- Born: August 31, 1972 Moscow, Russian Federation, USSR
- Died: October 23, 2014 (aged 42) Ama Dablam, Nepal
- Education: Moscow State University of Geodesy and Cartography
- Occupations: Businessman, mountaineer, explorer

= Murad Ashurly =

Murad Ashurly (Murad Aşurlı; born August 31, 1972, in Moscow, Russian Federation, USSR - 22 October 2014 in Ama Dablam, Nepal) was an Azerbaijani mountaineer, cousin of the prominent climber Israfil Ashurly. He was the first Azerbaijani to climb Mount Everest and Kangchenjunga, completing the Seven Summits challenge in 2007.

==Biography==
Ashurly joined Ericsson in 1998, and worked as director of customer solutions sales. His extensive experience at Ericsson has taken him to Sweden, Russia and Central Asia. He has held various sales, solution and operational positions in United States.

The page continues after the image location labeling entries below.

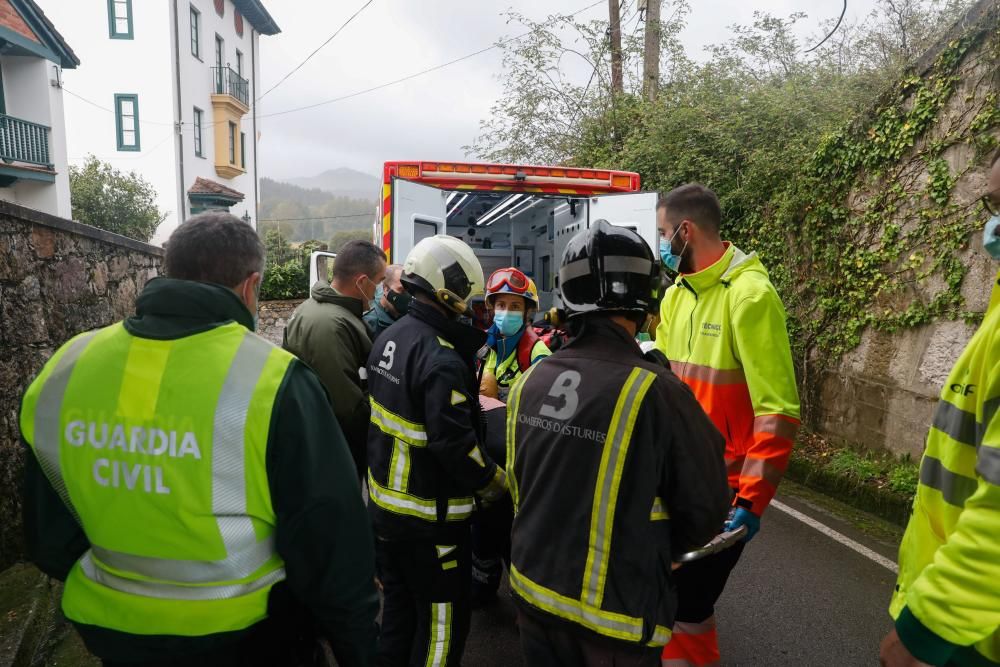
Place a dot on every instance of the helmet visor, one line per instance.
(513, 278)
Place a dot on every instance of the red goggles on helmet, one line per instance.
(514, 279)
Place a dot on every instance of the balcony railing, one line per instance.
(24, 141)
(228, 82)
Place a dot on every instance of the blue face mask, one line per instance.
(991, 240)
(667, 256)
(509, 323)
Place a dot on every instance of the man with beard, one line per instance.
(722, 326)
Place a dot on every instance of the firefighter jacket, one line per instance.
(426, 464)
(615, 471)
(947, 600)
(723, 330)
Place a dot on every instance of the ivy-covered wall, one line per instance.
(884, 275)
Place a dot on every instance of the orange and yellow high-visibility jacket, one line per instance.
(723, 329)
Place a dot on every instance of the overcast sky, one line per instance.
(431, 116)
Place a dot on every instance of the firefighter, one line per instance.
(391, 302)
(613, 468)
(514, 346)
(947, 600)
(722, 326)
(428, 468)
(189, 481)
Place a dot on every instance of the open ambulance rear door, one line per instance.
(637, 211)
(418, 212)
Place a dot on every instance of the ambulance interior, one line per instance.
(525, 230)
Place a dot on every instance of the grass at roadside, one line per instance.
(877, 482)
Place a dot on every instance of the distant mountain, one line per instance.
(342, 182)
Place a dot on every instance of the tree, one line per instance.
(342, 237)
(109, 199)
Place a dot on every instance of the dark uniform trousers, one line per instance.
(491, 525)
(701, 582)
(426, 610)
(549, 644)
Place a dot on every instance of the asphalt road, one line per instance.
(797, 597)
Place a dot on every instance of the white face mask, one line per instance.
(367, 300)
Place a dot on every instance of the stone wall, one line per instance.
(883, 393)
(273, 316)
(57, 278)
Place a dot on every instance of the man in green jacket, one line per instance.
(189, 482)
(947, 600)
(392, 301)
(328, 333)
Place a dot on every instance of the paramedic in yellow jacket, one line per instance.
(947, 599)
(722, 326)
(514, 346)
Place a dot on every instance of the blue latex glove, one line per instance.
(739, 516)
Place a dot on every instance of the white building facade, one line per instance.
(168, 91)
(33, 161)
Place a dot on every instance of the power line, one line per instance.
(318, 49)
(322, 217)
(350, 95)
(415, 75)
(111, 111)
(839, 21)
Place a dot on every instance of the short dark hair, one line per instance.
(693, 202)
(357, 257)
(214, 247)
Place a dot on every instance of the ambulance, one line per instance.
(511, 215)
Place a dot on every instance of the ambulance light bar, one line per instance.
(569, 176)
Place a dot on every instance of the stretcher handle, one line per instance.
(719, 543)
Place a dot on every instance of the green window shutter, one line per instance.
(127, 122)
(120, 19)
(195, 33)
(198, 150)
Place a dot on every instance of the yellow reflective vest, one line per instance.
(157, 447)
(947, 600)
(508, 371)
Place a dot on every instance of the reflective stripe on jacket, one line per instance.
(424, 455)
(614, 471)
(723, 330)
(948, 590)
(157, 447)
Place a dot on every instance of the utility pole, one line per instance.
(615, 33)
(651, 64)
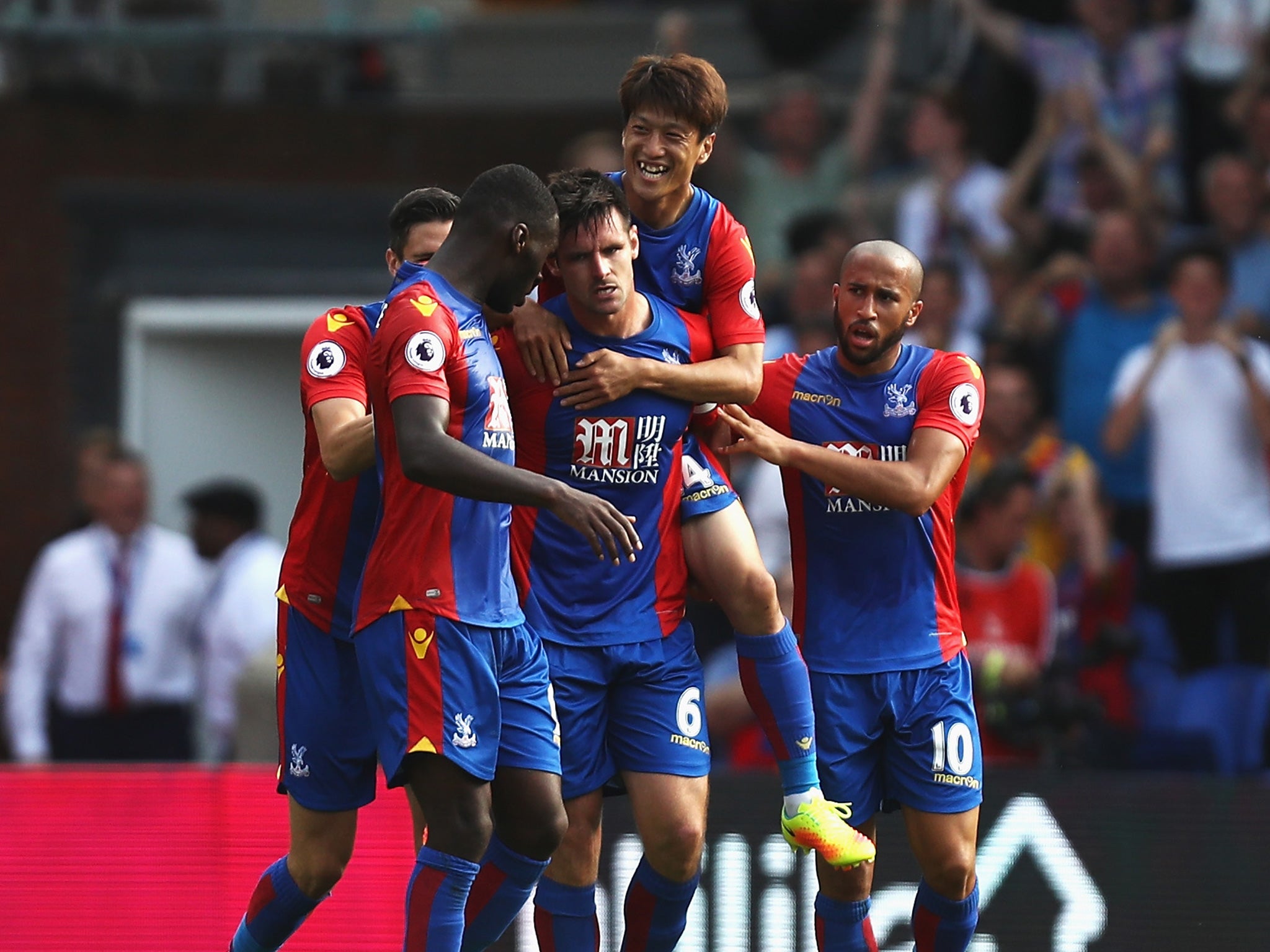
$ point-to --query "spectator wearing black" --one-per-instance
(238, 619)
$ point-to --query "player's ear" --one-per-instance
(520, 238)
(706, 149)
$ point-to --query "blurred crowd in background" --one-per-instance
(1089, 197)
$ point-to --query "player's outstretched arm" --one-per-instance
(346, 437)
(911, 485)
(432, 457)
(602, 376)
(543, 340)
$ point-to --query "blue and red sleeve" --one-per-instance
(775, 399)
(729, 284)
(530, 402)
(420, 347)
(333, 358)
(950, 398)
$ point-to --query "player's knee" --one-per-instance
(953, 874)
(845, 885)
(316, 874)
(751, 602)
(539, 833)
(675, 850)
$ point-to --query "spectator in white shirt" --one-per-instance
(951, 213)
(239, 617)
(1204, 392)
(103, 651)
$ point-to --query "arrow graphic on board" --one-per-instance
(1026, 824)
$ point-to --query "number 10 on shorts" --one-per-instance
(953, 746)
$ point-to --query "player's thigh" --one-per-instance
(579, 691)
(704, 487)
(722, 552)
(849, 885)
(432, 689)
(934, 759)
(657, 721)
(850, 739)
(944, 847)
(327, 741)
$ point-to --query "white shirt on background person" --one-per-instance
(61, 637)
(1209, 484)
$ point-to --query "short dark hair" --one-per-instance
(418, 207)
(236, 501)
(686, 87)
(995, 488)
(508, 195)
(585, 198)
(1204, 250)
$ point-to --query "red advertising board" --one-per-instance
(134, 860)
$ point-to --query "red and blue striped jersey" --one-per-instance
(701, 265)
(628, 452)
(874, 588)
(331, 531)
(435, 551)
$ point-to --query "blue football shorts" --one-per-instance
(629, 707)
(481, 697)
(705, 487)
(327, 753)
(900, 739)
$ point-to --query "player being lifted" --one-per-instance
(455, 682)
(626, 677)
(698, 258)
(874, 439)
(327, 757)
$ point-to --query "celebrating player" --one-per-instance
(455, 682)
(874, 439)
(327, 758)
(696, 257)
(626, 677)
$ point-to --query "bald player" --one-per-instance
(874, 438)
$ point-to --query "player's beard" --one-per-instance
(876, 351)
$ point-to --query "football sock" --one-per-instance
(944, 924)
(779, 690)
(435, 902)
(276, 909)
(564, 918)
(657, 910)
(843, 927)
(502, 888)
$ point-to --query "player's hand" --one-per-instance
(610, 534)
(755, 437)
(598, 379)
(543, 340)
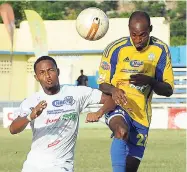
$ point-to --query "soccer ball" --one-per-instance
(92, 24)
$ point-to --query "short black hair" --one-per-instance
(44, 58)
(140, 15)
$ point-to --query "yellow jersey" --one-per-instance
(121, 59)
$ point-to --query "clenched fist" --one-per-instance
(38, 109)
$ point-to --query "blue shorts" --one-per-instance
(138, 134)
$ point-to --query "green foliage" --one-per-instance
(153, 8)
(178, 40)
(69, 10)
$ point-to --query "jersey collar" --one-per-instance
(148, 43)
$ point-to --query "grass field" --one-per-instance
(166, 151)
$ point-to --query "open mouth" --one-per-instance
(49, 81)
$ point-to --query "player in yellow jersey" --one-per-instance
(131, 69)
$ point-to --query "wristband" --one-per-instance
(29, 118)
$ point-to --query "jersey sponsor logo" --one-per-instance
(70, 116)
(58, 111)
(102, 77)
(126, 59)
(129, 70)
(139, 88)
(105, 65)
(68, 100)
(54, 143)
(151, 56)
(136, 63)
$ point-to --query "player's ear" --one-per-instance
(151, 28)
(58, 71)
(35, 76)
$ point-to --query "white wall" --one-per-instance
(62, 35)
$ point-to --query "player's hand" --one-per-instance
(118, 95)
(93, 117)
(38, 109)
(140, 80)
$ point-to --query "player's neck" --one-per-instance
(53, 90)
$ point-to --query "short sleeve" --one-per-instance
(23, 110)
(164, 71)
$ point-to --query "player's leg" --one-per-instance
(137, 141)
(132, 164)
(119, 148)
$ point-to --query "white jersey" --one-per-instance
(55, 130)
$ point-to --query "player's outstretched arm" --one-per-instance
(108, 105)
(20, 123)
(160, 88)
(118, 95)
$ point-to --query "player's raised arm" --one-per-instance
(20, 123)
(164, 83)
(106, 72)
(108, 105)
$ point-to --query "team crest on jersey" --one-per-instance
(68, 100)
(136, 63)
(105, 65)
(151, 56)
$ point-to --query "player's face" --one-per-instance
(139, 33)
(47, 74)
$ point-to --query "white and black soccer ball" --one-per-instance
(92, 24)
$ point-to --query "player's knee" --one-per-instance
(120, 132)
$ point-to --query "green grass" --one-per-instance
(166, 150)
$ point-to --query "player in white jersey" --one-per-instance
(53, 114)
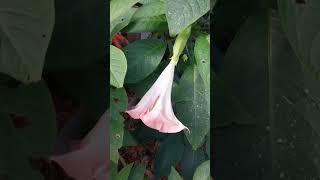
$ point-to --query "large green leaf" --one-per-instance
(124, 22)
(25, 32)
(202, 55)
(85, 85)
(148, 24)
(143, 57)
(118, 101)
(33, 103)
(118, 67)
(116, 136)
(149, 10)
(182, 13)
(14, 162)
(174, 175)
(271, 86)
(120, 13)
(300, 22)
(165, 157)
(193, 105)
(203, 171)
(79, 37)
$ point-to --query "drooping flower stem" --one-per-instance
(180, 43)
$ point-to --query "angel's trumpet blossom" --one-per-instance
(90, 160)
(155, 108)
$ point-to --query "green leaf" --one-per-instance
(85, 85)
(34, 103)
(25, 32)
(174, 175)
(228, 102)
(303, 30)
(124, 21)
(120, 13)
(182, 13)
(143, 58)
(193, 106)
(13, 158)
(272, 86)
(149, 24)
(79, 37)
(116, 137)
(137, 172)
(118, 67)
(149, 10)
(118, 101)
(203, 171)
(125, 172)
(190, 161)
(202, 55)
(165, 157)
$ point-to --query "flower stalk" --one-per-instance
(155, 107)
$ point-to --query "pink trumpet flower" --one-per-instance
(155, 108)
(90, 160)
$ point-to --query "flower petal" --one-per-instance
(155, 108)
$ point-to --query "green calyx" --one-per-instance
(180, 43)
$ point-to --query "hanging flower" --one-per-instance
(155, 108)
(90, 160)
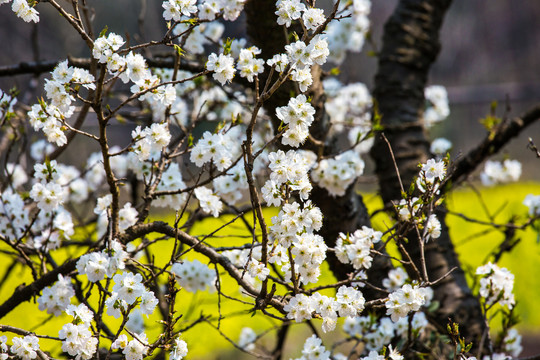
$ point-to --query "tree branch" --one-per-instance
(491, 144)
(40, 67)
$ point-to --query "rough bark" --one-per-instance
(410, 46)
(341, 214)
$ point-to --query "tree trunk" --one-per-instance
(340, 214)
(410, 46)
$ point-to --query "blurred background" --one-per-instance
(490, 53)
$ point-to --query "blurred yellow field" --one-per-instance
(473, 243)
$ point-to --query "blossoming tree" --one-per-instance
(230, 128)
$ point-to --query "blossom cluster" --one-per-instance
(132, 67)
(301, 56)
(376, 333)
(171, 180)
(7, 101)
(298, 116)
(247, 339)
(350, 32)
(348, 302)
(97, 265)
(438, 108)
(14, 217)
(150, 141)
(314, 349)
(127, 290)
(179, 10)
(194, 276)
(533, 203)
(349, 107)
(338, 173)
(221, 148)
(496, 285)
(22, 9)
(56, 298)
(134, 349)
(440, 146)
(51, 117)
(290, 169)
(293, 228)
(406, 299)
(26, 348)
(77, 338)
(496, 172)
(47, 193)
(355, 248)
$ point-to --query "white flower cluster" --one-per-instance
(438, 108)
(496, 172)
(302, 56)
(14, 217)
(376, 333)
(349, 33)
(209, 202)
(134, 349)
(131, 67)
(150, 141)
(50, 118)
(295, 227)
(496, 285)
(231, 186)
(432, 173)
(290, 169)
(25, 348)
(223, 67)
(336, 174)
(6, 103)
(97, 265)
(179, 349)
(356, 248)
(3, 348)
(248, 64)
(247, 339)
(77, 339)
(127, 290)
(199, 36)
(348, 302)
(408, 209)
(349, 108)
(314, 350)
(298, 115)
(433, 170)
(221, 148)
(512, 343)
(409, 298)
(531, 201)
(56, 298)
(171, 180)
(22, 9)
(396, 278)
(179, 10)
(440, 146)
(48, 193)
(194, 276)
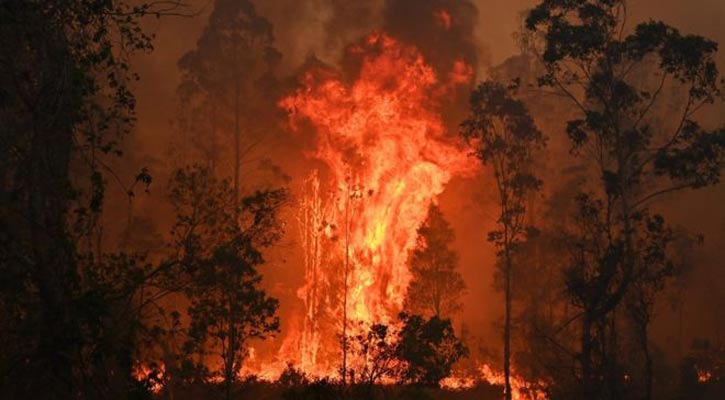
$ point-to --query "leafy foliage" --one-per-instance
(429, 349)
(641, 147)
(436, 285)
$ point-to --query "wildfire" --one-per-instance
(388, 155)
(520, 388)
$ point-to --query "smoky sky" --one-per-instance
(481, 33)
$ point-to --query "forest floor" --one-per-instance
(327, 391)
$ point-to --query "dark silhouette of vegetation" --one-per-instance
(436, 286)
(64, 105)
(143, 315)
(504, 136)
(429, 348)
(617, 81)
(219, 243)
(227, 88)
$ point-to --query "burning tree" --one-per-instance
(436, 286)
(379, 129)
(505, 137)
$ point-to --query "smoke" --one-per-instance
(478, 32)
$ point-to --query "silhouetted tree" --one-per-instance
(220, 244)
(64, 105)
(429, 348)
(227, 86)
(639, 149)
(436, 286)
(505, 137)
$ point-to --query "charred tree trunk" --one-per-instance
(507, 326)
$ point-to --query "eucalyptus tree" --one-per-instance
(505, 137)
(637, 90)
(228, 89)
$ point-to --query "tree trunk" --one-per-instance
(586, 357)
(507, 327)
(237, 133)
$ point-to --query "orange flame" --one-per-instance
(389, 155)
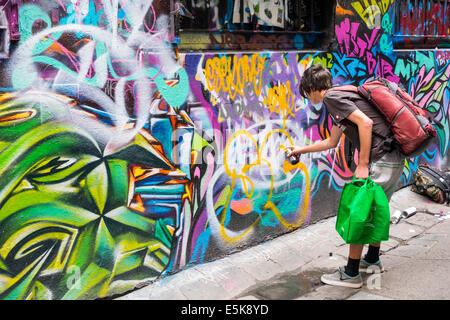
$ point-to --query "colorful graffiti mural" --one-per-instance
(122, 160)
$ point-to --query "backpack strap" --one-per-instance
(442, 182)
(389, 143)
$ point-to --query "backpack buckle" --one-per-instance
(388, 145)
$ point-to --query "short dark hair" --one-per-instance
(315, 78)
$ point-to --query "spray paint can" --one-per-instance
(409, 212)
(396, 216)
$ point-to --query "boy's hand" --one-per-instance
(362, 172)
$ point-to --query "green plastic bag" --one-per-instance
(363, 214)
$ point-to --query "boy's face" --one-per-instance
(315, 97)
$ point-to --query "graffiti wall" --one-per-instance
(123, 160)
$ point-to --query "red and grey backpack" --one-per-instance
(411, 126)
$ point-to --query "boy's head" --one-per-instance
(315, 78)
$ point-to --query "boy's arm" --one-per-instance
(365, 125)
(329, 143)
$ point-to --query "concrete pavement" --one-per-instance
(416, 260)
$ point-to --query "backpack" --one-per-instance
(411, 126)
(432, 183)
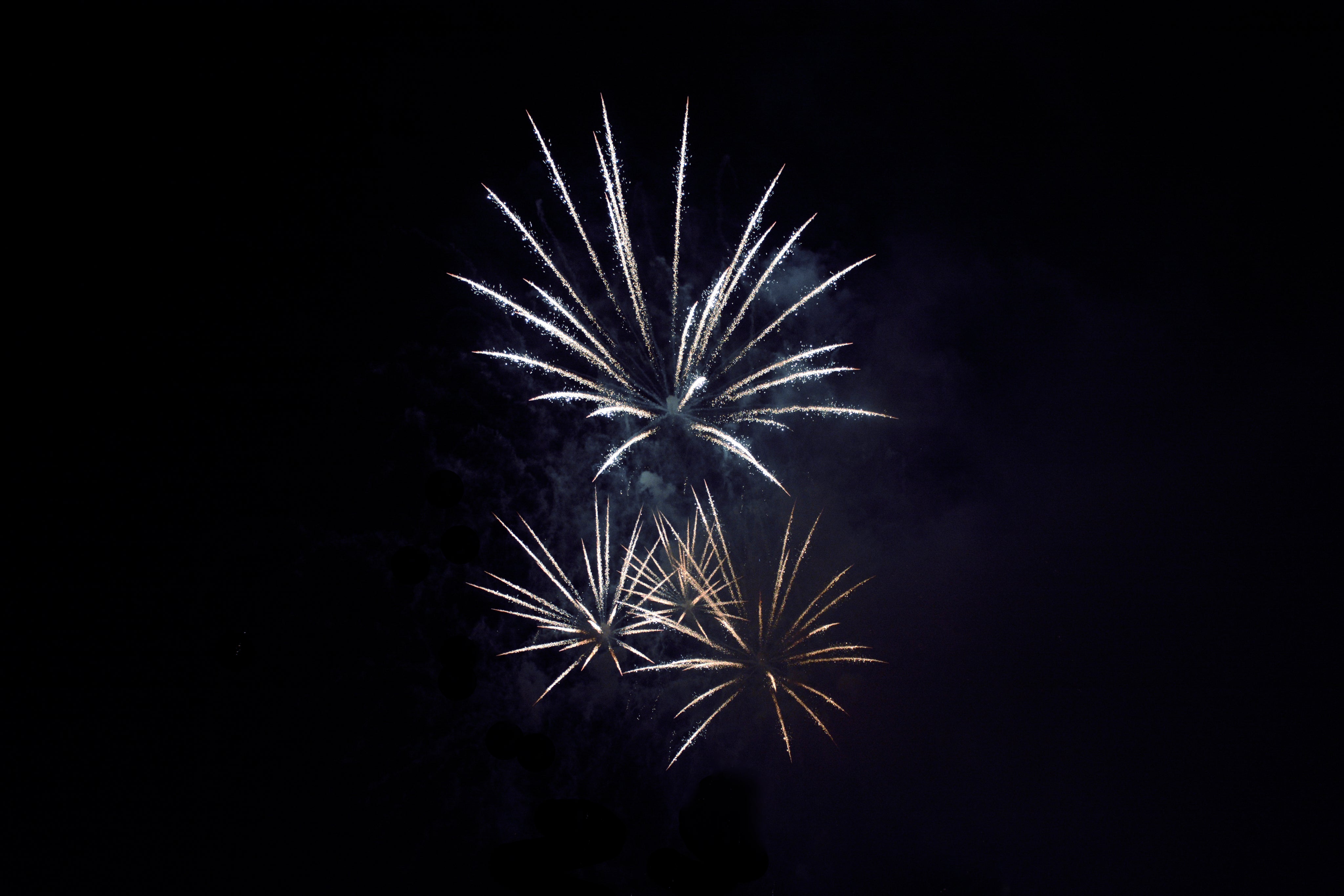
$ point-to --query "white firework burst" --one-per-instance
(695, 375)
(766, 649)
(591, 620)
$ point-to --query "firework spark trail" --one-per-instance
(578, 625)
(629, 377)
(687, 584)
(759, 651)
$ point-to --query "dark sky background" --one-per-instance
(1102, 308)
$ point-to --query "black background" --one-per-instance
(1102, 308)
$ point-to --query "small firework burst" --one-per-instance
(768, 648)
(582, 620)
(687, 377)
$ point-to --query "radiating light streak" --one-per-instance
(629, 375)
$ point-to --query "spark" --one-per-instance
(586, 620)
(765, 649)
(628, 367)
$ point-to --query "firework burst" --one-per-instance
(768, 648)
(582, 620)
(694, 377)
(686, 586)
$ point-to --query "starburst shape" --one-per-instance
(766, 649)
(695, 375)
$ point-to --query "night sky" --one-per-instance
(1102, 307)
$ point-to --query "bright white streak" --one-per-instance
(548, 327)
(800, 357)
(736, 447)
(533, 362)
(704, 726)
(793, 308)
(619, 452)
(558, 305)
(791, 378)
(575, 214)
(765, 275)
(677, 219)
(527, 234)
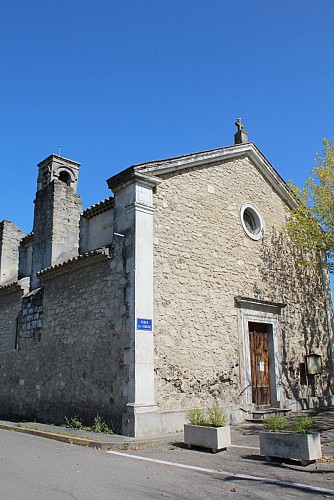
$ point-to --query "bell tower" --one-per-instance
(56, 215)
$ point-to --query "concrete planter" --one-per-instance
(216, 438)
(303, 447)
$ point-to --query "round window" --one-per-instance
(251, 221)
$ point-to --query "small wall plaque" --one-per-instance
(144, 324)
(314, 364)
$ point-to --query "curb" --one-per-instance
(90, 443)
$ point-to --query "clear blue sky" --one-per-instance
(117, 82)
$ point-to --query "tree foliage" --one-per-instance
(311, 225)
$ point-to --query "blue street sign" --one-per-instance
(144, 324)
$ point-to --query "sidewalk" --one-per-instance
(242, 461)
(244, 434)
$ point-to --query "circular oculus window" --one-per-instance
(251, 221)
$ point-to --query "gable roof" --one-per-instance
(151, 171)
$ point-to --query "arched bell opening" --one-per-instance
(65, 177)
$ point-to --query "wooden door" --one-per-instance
(259, 359)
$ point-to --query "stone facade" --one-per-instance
(203, 261)
(142, 306)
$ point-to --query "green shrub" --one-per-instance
(214, 416)
(74, 422)
(197, 417)
(302, 425)
(275, 423)
(99, 425)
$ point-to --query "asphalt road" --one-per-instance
(33, 468)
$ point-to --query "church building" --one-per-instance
(178, 291)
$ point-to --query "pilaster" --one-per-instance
(133, 218)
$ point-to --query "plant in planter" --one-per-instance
(290, 441)
(207, 429)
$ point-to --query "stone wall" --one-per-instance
(56, 226)
(203, 260)
(10, 237)
(74, 363)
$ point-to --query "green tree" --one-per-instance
(311, 225)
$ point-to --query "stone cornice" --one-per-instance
(59, 159)
(205, 158)
(129, 176)
(253, 303)
(99, 208)
(78, 262)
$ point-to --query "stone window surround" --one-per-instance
(255, 214)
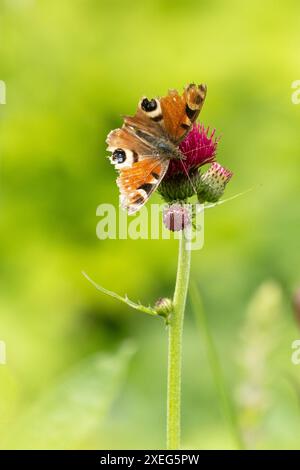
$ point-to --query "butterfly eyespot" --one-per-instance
(119, 156)
(149, 105)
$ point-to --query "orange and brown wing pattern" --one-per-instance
(179, 112)
(140, 168)
(138, 182)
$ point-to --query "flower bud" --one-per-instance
(296, 303)
(213, 182)
(176, 217)
(164, 307)
(178, 187)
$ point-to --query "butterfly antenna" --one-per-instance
(188, 176)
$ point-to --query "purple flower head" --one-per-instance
(199, 147)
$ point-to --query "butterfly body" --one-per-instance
(143, 147)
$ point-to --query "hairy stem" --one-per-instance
(175, 346)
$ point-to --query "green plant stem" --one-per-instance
(175, 346)
(226, 404)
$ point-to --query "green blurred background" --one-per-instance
(84, 371)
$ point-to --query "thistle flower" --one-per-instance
(199, 147)
(213, 183)
(182, 179)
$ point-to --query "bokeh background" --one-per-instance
(84, 371)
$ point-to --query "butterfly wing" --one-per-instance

In 2000, he defended a thesis for PhD on "Development and research of the parabolic reflector in order to improve the energy characteristics of a solar installation" at Moscow State University of Geodesy and Cartography in Russia.

He died on the return journey after successfully ascending the Mount Ama Dablam in the Himalaya range. An autopsy revealed he died after falling about 300 metres downhill after his rope snapped, on his way down from Camp 2 to Camp 1. He was buried in the United States at his family's request.

== Books and other writings ==
Prior to his death, he finished work on his book "Finding Your Everest" on alpinism, which was published in 2015.